PURPOSE: The ClinGen Craniofacial Malformations Gene Curation Expert Panel (Cranio GCEP) was formed in 2020 with an initial target of evaluating genes implicated in craniosynostosis and skull abnormalities. This work summarizes the findings of the Cranio GCEP during its first round of curation, aiming to provide expert guidance for clinical validity of gene-disease relationships in the context of craniofacial malformations. METHODS: The curation scope of the GCEP was separated into multiple rounds based on frequency of occurrence and uniqueness of associated features. Twelve genes (EFNB1, ERF, FGFR1, FGFR2, FGFR3, MEGF8, MSX2, POR, RAB23, SKI, TCF12, and TWIST1) were selected, based on review of literature, multi-gene sequencing panels from the Genetic Testing Registry (GTR), and expert input. RESULTS: On average, there were two disease relationships per gene, ranging from one to six. In total, the Cranio GCEP curated 23 gene-disease pairs. Of these curations, 17 (74%) classifications reached Definitive, 3 (13%) Moderate, and 3 (13%) Limited.
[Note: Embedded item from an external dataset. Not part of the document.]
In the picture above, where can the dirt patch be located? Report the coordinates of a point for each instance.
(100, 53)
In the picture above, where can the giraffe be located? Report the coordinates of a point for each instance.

CONCLUSIONS: The classification of gene-disease relationships in round one curation of the Cranio GCEP has contributed to systematically evaluating the validity of gene-disease relationships for craniofacial malformations to establish accurate testing panels and improve patient care. By bringing together content experts to focus on gene curation, the Cranio GCEP facilitates education, new collaboration, and encourages publication of clinical cases in previously discovered genes in order to reflect the broadening spectrum of gene-disease relationships in the craniofacial malformation and craniosynostosis literature.